The FTC issued its second report on children’s mobile applications today. If its first report, issued in February 2012, was the proverbial “shot across the bow,” then this second report was a shot directly into the hull of the ship. The FTC concluded, after reviewing hundreds of kids’ apps, that most of the time basic privacy protections were either absent or woefully inadequate. The agency was troubled that many kids’ apps contain buttons that link to social networks. Also, that kids’ apps send hidden device and other data to advertising networks.

Investigations in the Works

Although reasonable minds may differ on the extent to which the noted issues present real privacy threats as opposed to merely theoretical ones, the agency left no doubt that its enforcement wing has saddled up and donned the six guns.

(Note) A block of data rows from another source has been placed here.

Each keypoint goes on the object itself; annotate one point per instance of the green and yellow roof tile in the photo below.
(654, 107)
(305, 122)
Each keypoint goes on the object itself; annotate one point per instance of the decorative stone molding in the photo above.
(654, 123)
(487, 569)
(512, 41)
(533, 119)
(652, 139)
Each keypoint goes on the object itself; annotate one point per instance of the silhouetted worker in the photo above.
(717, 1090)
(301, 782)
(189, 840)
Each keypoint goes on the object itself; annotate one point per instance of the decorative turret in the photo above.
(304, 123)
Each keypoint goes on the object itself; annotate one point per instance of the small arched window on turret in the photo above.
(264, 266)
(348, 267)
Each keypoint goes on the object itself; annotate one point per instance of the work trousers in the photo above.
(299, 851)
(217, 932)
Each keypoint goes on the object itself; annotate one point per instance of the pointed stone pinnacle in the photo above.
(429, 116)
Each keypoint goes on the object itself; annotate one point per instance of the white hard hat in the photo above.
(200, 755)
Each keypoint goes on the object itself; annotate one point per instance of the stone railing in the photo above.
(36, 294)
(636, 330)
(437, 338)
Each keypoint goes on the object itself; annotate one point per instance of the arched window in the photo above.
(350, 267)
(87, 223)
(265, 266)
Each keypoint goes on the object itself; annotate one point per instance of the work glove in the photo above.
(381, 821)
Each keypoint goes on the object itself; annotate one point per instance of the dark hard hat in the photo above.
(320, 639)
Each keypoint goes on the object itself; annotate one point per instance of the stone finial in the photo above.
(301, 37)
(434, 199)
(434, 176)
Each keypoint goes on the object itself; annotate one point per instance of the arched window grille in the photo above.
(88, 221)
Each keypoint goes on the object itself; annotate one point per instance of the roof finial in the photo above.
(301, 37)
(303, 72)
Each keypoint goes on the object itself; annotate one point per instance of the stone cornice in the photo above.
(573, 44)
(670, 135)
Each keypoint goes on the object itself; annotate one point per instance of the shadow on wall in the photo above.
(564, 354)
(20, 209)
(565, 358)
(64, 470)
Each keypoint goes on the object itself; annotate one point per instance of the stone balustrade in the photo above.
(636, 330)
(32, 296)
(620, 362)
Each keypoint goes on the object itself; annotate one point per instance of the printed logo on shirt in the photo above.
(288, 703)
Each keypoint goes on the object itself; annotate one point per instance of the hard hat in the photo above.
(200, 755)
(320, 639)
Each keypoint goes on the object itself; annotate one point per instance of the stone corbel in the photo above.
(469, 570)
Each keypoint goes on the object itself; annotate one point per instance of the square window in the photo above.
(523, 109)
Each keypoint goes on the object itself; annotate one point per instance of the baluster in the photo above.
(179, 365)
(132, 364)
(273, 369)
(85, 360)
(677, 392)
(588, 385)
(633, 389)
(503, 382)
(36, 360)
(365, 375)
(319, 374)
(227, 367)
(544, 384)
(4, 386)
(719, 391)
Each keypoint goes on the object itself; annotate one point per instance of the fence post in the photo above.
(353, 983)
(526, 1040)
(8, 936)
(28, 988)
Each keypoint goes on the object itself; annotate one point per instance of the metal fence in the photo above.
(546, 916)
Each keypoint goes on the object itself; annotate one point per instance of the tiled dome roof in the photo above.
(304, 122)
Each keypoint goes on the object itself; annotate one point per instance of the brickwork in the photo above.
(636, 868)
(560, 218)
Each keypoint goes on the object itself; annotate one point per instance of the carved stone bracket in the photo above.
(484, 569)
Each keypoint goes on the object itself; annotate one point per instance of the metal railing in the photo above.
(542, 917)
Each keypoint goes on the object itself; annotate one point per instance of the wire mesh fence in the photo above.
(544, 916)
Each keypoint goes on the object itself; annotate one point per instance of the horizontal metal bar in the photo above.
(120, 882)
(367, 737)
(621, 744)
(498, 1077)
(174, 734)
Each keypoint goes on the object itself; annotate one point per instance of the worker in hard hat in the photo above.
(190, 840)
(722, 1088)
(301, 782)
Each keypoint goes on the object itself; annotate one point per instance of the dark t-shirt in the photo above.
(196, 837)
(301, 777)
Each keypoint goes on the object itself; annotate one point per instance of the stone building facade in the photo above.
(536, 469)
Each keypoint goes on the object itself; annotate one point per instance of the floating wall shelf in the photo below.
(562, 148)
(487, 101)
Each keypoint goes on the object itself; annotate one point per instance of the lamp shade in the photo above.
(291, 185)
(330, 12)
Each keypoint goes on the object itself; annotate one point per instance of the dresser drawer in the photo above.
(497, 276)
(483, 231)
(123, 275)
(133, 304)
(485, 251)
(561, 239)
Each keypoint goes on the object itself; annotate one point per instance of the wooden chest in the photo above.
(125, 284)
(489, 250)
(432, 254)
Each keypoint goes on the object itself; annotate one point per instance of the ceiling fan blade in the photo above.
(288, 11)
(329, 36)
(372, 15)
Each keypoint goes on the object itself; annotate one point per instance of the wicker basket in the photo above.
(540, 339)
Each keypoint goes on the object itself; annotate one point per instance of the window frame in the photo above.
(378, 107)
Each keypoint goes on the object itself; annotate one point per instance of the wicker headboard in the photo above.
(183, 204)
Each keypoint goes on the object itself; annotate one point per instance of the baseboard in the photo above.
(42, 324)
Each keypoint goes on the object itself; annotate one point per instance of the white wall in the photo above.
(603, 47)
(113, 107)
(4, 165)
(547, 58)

In the FTC’s statements to the press, agency members noted that it is launching numerous confidential investigations to follow up on the issues addressed by the report, starting now.

Three Issues for Companies to Consider

As companies prepare to play defense on these issues, it is important to keep in mind the three areas of overarching focus by the FTC:

  • an app’s functionality on its face (e.g., does it link to social networks, does it prompt children to input identifying or other sensitive information)
  • an app’s ”under-the-hood” technical characteristics (e.g., establishing network connections to developers, ad networks and other third parties)
  • an app’s disclosures (e.g., in what manner and to what extent does an app inform parents of the privacy characteristics)

Simply relying on or linking to your online privacy policy, unless you specifically address the mobile environment, may invite questions regarding the accuracy of your statements. There are other more arcane issues as well, but this is the starting point.